Furthermore, at the modelling stage, data on the locations where the species is absent is key to accurately tune in the distribution models (SDM). One key assumption in SDMs is that species are at equilibrium with the environment, that is, the species has already occupied all the suitable habitat. That is not the case for invasive species where the distribution depends on the time since invasion and its rate of colonization and establishment, and thus the importance of a careful selection of absences to avoid the areas of suitable habitat not yet colonized by the invader (known as contingent absences) (Lobo et al. 2010).

In this tutorial, we will work with the iSDM R package (CRAN site), developed as part of the DIARS project and presented in Hattab et al. 2017, with the aim of providing tools to improve sampling design and absences selection using environmental factors derived from LiDAR data.

The dataset

This tutorial is divided in two sections:

1. Performing an environmental systemic sampling design

2. Calculating the likelihood of absences in suitable areas

You can download the dataset for this tutorial from HERE. The dataset contains a set of raster files with 5 environmental variables derived from LiDAR and a table of species presence/absence.

Environmental systemic sampling design

Let’s start by installing and loading the libraries that we are going to be using in this tutorial.

install.packages("devtools", "iSDM")

library(iSDM)

library(raster)

Set up the working directory and import the raster files with environmental variables of the study area:

library(raster)
setwd("/home/garzonc/Desktop/DIARS")
files <- list.files("/home/garzonc/Desktop/DIARS/Rasters1/", full.names = TRUE)
envData <- stack(files)
plot(envData)

After importing the raster layers you can use the function eSample to perform an environmental systemic sampling design.

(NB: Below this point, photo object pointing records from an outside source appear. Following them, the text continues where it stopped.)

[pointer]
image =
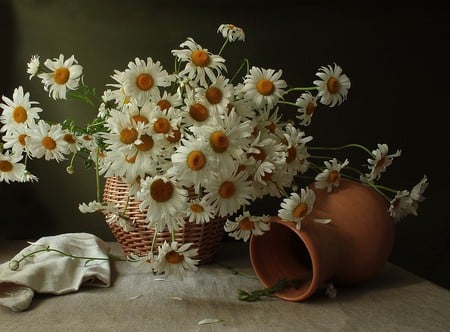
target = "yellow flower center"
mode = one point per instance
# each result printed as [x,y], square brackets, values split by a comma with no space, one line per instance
[161,191]
[20,114]
[227,189]
[219,141]
[174,136]
[271,127]
[161,126]
[48,143]
[246,224]
[164,104]
[265,87]
[21,139]
[292,154]
[198,112]
[132,159]
[173,257]
[196,160]
[214,95]
[61,75]
[128,135]
[333,85]
[333,176]
[144,81]
[310,108]
[200,58]
[139,118]
[259,156]
[197,208]
[69,138]
[147,143]
[5,166]
[300,210]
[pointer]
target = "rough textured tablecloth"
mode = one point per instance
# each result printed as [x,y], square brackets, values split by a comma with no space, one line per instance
[395,300]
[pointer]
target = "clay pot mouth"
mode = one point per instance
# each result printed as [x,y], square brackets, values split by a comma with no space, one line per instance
[285,253]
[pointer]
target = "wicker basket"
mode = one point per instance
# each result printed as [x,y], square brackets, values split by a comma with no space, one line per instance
[205,237]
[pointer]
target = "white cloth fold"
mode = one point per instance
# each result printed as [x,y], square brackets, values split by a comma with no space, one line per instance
[51,272]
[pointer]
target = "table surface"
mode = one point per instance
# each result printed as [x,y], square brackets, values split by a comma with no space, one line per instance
[394,300]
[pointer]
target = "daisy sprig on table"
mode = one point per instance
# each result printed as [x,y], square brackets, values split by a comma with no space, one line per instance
[195,142]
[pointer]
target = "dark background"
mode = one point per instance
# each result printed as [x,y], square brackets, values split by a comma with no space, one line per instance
[395,56]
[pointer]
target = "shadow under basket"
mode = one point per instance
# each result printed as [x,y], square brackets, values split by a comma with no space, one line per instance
[205,237]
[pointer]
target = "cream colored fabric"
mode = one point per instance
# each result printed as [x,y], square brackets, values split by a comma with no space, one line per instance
[50,272]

Before running the line is important to determine the number of sampling points needed (nExpect), the number of dimensions (maximum three) to be used in the ordination analysis, and the upper (upperLim) and lower (lowerLim) limits of the quantile probability (0 to 1). NOTE: You can change the probabilities and the number of samples to explore the combination that results in a robust sampling design for the study area and the focal species.

library(iSDM)
MySampling <- eSample(envData, nExpect = 50, plot = TRUE, saveShape = TRUE, 
    lowerLim = 0.001, upperLim = 0.999, nf = 3)
## [1] "-----------------Optimization of the 3 D grid size---------------------"
## 
  |                                                                       
  |                                                                 |   0%
  |                                                                       
  |===============================================                  |  72%
  |                                                                       
  |=======================================================          |  84%
## [1] "-----------------51 points found---------------------"

You must enable Javascript to view this page properly.

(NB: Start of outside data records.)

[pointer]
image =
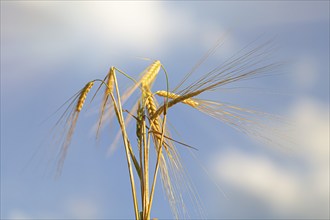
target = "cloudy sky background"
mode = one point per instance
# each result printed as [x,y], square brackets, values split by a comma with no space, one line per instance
[50,49]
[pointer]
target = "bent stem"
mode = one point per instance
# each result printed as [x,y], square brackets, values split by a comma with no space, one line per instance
[128,151]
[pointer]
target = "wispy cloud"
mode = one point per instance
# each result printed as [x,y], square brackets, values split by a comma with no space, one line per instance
[287,190]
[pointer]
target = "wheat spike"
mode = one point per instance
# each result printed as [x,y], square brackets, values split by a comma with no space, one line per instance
[110,81]
[171,95]
[83,95]
[151,73]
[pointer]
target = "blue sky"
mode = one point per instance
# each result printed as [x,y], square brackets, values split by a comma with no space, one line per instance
[50,49]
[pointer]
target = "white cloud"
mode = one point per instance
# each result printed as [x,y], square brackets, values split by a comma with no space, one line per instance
[288,191]
[305,72]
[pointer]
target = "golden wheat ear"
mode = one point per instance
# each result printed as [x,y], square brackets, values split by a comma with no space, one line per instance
[70,124]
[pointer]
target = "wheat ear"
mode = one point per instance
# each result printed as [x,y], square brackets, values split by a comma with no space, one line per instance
[83,95]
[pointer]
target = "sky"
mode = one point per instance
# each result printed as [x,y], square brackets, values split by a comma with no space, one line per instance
[50,49]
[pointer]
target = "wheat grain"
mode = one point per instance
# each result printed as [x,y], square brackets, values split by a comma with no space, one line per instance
[172,95]
[83,95]
[150,74]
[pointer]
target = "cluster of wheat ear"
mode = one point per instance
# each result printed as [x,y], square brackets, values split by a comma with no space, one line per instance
[150,119]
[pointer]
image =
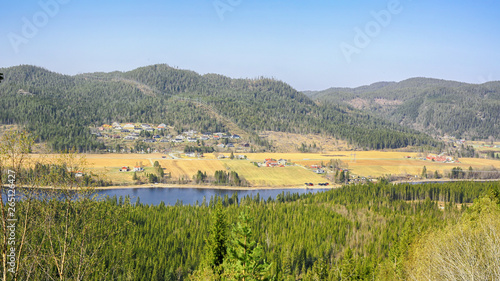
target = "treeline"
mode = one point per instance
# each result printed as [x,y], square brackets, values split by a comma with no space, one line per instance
[358,232]
[60,109]
[434,106]
[220,178]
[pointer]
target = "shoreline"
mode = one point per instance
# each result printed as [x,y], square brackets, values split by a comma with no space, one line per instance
[190,186]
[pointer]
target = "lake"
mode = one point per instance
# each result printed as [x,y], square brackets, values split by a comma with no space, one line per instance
[170,196]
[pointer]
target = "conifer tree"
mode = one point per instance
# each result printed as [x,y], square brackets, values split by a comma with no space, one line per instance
[217,241]
[245,257]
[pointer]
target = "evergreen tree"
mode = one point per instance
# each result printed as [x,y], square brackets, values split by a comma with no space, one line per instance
[245,260]
[424,172]
[217,241]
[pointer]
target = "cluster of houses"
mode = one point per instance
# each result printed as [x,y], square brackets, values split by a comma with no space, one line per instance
[133,132]
[318,169]
[440,158]
[269,162]
[127,169]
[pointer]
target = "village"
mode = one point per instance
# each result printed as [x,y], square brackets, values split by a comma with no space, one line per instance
[126,135]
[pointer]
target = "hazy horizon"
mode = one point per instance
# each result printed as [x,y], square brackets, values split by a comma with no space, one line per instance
[311,46]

plot(envData[[1]], legend = FALSE, col = "gray")  #Plot the first layer in the environmental variables stack
plot(MySampling[[1]], add = TRUE, col = 2, pch = 19)
legend(x = "bottomright", legend = "Sampling points", col = "red", pch = 19, 
    cex = 1)

Calculating the likelihood of absences in suitable habitat

The function pDLA, from the iSDM package, allows the calculation of the probability of detecting absences at suitable areas (known as contingent absences). The user must provide a table of species presences and absences collected from the field. If absence data is not available, the function can be used with previously generated pseudoabsences. The function is based on the idea that absence data environmentally close (within the suitable habitat) but geographically distant from presences are more likely to be contingent absences.

Let’s start by installing and loading the libraries that will be using in this tutorial:

library(raster)
library(sp)
library(colorRamps)
library(virtualspecies)
library(ggplot2)
# install.packages('devtools')

library(iSDM)

Set the working directory, import the raster files with environmental variables of the study area, and using the package virtual species generate a virtual “invasive” species in a non equilibrium state with the environment (i.e. not all the suitable habitat is occupied) colonizing a specific area of the study site (a tutorial of this package can be found HERE):

library(raster)
setwd("/home/garzonc/Desktop/DIARS")

files <- list.files("/home/garzonc/Desktop/DIARS/Rasters1/", full.names = TRUE)
names(files) = paste("var", 1:5, sep = "")
envData <- stack(files)


library(virtualspecies)
# Virtual species response to environmetal data

potential.dist <- generateRandomSp(raster.stack = envData[[c("var1", "var2", 
    "var5")]], relations = c("gaussian"))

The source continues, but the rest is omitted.